U.S. Senate Debates Stopping EPA Climate Rules

Date: 15-Jun-10
Country: US
Author: Timothy Gardner and Richard Cowan
 

U.S. Senate Debates Stopping EPA Climate Rules Photo: Jim Bourg
The United States Capitol building is seen as legislators move into a weekend of crucial health care deliberations in Washington March 19, 2010.
Photo: Jim Bourg

The U.S. Senate was set on Thursday to vote on a bill blocking the Environmental Protection Agency from regulating pollution blamed for global warming, in a test of lawmakers' resolve for tackling broader climate legislation this year.

The Republican-inspired measure, which President Barack Obama vows to veto if it unexpectedly passes the Democratic-controlled Congress, would stop regulations the EPA plans to set in place early next year to reduce carbon dioxide emissions from large factories and electric power utilities.

But critics of the bill argue that it also would stymie the Obama administration's efforts to improve vehicle pollution control standards, resulting in greater U.S. reliance on imported oil.

Republican Senator Lisa Murkowski, who represents the oil-producing state of Alaska, kicked off a day-long debate of her bill, saying the EPA regulations "would reduce emissions at an unreasonably high cost and with an unnecessarily bureaucratic process."

Murkowski has never predicted victory on the proposed EPA ban, but a close vote is expected. Even if it were to pass the Senate, it faces an uphill fight in the House of Representatives.

The Obama administration prefers that Congress write comprehensive climate control legislation. But with the Senate unable so far to pass such a bill, it is preparing to move ahead with regulations, which already face legal challenges.

Murkowski also has argued that Congress, not the EPA, should be in charge of setting climate control policy.

While she has pushed legislation to encourage the use of more alternative fuels, Murkowski has not yet forcefully come out in favor of any broad climate-control legislation that many experts think is necessary to keep Earth's temperatures from rising to dangerous levels.

The EPA regulations follow a U.S. Supreme Court ruling that the agency has the power to regulate greenhouse gas emissions under the Clean Air Act. But Murkowski said that going forward with the new regulations on businesses would threaten the U.S. economy as it is struggling to rebound from a recession.

Senate Majority Leader Harry Reid, who opposes Murkowski's measure, called it "a great big gift for Big Oil," by keeping gasoline-hungry vehicles on the road.

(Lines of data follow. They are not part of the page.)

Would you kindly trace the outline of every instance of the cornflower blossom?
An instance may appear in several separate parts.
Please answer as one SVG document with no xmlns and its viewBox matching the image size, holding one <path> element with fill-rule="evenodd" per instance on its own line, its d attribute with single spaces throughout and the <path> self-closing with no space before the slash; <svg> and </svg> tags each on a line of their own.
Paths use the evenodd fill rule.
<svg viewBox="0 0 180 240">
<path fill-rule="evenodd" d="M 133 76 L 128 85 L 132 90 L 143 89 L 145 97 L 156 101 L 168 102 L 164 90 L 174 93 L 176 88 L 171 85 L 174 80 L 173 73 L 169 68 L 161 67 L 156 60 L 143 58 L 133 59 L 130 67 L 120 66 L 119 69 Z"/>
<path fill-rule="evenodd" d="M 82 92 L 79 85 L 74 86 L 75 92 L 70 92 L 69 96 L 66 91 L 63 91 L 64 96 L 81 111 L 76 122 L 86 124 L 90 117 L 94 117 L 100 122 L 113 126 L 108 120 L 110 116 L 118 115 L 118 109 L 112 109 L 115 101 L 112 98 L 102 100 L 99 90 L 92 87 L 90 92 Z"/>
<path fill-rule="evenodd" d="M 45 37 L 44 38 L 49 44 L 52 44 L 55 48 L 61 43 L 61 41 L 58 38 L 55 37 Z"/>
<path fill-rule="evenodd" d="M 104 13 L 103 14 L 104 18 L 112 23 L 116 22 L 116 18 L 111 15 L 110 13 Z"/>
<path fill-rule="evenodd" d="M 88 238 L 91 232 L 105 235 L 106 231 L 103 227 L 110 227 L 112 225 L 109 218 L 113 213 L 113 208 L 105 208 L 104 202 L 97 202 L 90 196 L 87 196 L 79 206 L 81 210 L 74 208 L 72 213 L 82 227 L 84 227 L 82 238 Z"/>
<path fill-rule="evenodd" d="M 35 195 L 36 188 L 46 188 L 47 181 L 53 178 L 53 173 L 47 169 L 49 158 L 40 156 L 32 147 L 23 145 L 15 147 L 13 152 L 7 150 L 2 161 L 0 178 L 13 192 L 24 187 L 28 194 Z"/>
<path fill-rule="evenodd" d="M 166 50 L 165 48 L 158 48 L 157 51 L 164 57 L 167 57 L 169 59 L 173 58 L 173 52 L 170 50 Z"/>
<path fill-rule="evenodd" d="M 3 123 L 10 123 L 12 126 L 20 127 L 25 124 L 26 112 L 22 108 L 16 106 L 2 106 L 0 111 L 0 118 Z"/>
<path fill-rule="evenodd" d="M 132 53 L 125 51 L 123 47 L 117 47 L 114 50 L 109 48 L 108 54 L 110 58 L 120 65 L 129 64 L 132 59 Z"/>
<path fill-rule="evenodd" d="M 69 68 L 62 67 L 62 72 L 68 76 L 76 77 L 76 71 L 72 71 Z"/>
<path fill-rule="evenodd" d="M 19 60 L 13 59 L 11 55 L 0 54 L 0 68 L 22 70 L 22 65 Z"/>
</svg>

Environmentalists cited figures estimating that blocking the EPA from regulating carbon emissions would stop the conservation of 455 million barrels of oil over the lifespan of cars made in 2012-2016.

And Reid dismissed Murkowski's argument that she is trying to save the battered U.S. economy.

"This resolution does nothing to create jobs in Nevada or any place else in our country. It does create jobs where we're importing oil -- the Middle East, Venezuela and places like that," Reid, who represents Nevada, said.

Senate Republican leader Mitch McConnell said if EPA regulations were imposed, they would "raise the price of everything from electricity, to gasoline, to fertilizer, to food on our supermarket shelves." He has used the same argument against Democratic climate control legislation.

Emotions were running high early in the debate on the bill, which the White House and environmental groups have worked hard to defeat.

California Democratic Senator Barbara Boxer displayed an enlarged photograph of a bird drenched in oil from the BP oil spill in the Gulf of Mexico, as she took the floor to argue against Murkowski's bill.

Republicans have accused Democrats of exploiting that disaster by linking it to the debate over EPA regulation of carbon emissions, which come from using oil- and coal-fueled energy.